O verbo neste modo serve para, digamos assim, sugerir com força: “compre”, “experimente”, “troque”, “descubra”, “aproveite”, “curta”, “ligue já”. Não há a conotação de ‘ordem’, porque são comandos que fazem parte da paisagem da publicidade desde a invenção do anúncio, e já se enfraqueceram ao longo do tempo.
Mas veja: os verbos amar, gostar, adorar (e outros, como aprovar ou ficar satisfeito) não fazem parte desse elenco.

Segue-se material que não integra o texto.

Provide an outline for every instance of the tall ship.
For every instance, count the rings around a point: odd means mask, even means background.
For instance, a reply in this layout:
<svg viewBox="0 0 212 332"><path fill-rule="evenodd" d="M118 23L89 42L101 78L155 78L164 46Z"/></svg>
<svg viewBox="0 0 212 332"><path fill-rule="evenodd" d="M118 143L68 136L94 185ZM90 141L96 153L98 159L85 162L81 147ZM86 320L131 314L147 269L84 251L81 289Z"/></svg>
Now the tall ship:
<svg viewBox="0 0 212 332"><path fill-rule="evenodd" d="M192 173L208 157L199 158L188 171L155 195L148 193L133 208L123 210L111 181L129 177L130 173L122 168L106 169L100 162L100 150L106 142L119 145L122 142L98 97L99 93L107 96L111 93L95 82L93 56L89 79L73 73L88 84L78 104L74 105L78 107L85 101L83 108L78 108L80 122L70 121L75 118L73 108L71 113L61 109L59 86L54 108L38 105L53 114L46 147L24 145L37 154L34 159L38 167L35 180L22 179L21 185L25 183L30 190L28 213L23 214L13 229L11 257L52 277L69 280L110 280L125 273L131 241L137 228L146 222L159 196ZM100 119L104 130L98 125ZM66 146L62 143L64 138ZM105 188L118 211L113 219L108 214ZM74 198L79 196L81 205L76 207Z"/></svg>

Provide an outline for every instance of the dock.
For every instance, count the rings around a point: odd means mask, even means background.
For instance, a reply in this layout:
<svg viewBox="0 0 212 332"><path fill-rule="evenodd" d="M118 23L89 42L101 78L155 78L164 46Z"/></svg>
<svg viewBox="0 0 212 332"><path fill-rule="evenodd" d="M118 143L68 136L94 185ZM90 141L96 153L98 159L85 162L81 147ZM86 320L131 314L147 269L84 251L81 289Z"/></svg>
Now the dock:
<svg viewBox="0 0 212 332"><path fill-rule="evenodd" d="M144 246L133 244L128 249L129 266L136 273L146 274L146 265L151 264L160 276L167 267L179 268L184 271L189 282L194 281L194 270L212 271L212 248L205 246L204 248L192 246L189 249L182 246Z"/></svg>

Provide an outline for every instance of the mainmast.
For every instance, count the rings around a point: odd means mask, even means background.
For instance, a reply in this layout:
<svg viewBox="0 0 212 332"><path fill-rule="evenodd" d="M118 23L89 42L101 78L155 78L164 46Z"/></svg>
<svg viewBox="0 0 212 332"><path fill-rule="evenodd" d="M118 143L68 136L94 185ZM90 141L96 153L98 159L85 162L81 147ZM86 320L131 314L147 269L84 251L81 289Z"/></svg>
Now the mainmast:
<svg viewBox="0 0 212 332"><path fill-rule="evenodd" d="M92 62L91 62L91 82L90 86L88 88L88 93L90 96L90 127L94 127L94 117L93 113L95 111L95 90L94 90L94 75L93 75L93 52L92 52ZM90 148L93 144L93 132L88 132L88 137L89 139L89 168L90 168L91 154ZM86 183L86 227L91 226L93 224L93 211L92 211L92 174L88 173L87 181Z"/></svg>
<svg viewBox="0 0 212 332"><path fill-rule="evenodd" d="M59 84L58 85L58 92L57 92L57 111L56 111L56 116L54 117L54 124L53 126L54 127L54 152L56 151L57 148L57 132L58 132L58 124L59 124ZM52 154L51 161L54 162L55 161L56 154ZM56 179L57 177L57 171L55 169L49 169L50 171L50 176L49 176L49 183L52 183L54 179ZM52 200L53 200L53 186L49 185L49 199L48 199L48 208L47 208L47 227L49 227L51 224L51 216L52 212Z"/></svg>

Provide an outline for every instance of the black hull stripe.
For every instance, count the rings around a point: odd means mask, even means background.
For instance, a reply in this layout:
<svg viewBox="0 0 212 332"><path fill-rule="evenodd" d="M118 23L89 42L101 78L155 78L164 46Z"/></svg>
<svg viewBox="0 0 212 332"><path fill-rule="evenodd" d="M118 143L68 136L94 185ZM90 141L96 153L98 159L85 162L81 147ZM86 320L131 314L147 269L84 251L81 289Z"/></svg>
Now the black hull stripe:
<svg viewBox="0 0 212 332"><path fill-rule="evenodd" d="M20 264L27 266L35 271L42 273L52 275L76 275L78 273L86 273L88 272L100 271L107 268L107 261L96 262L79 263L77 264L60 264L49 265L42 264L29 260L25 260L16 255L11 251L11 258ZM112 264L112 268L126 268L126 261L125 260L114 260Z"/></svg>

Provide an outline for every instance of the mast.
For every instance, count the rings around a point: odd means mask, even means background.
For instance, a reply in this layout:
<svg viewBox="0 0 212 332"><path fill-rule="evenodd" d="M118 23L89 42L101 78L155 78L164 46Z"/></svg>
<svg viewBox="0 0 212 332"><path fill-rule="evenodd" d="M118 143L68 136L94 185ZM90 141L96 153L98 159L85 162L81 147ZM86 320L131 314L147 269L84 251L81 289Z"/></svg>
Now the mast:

Não se usa nenhum deles no imperativo, porque seria uma sugestão forte demais. Pode parecer, sim, uma ordem.
É por isso que você não vai ver nenhum slogan como “Brastemp. Experimente e ame nossas lavadoras”, ou “Boticário. Use e adore”. Quando é para usar esses verbos, a publicidade troca o imperativo por um vaticínio — uma aposta de que o consumidor vai ficar satisfeito. Em vez de “ame”, entra o “você vai amar” (você vai gostar, você vai adorar, você vai aprovar, você não vai se arrepender, você vai se apaixonar).
O McDonald’s, por exemplo, usou o verbo amar de uma maneira bastante original, transferindo para a boca do consumidor: “Amo muito tudo isso” (e não “Peça e ame nossos sanduíches”).
“Ame” também pode ser usado como um pedido, um apelo aos bons sentimentos do receptor. “Ame a natureza, não use canudo de plástico”. “Ame as crianças com câncer, participe do Teleton”. “Ame a nossa cidade, pague o IPTU em dia”.
E em turismo? “Ame a Bahia, passe suas férias aqui” seria uma campanha justificável num contexto em que a Bahia quisesse estimular o turismo intra-estadual e de baianos expatriados. Mas para o público geral, neutro, sem vínculo emocional com o anunciante, é óbvio que “Visite a Bahia, você vai amar” funciona melhor.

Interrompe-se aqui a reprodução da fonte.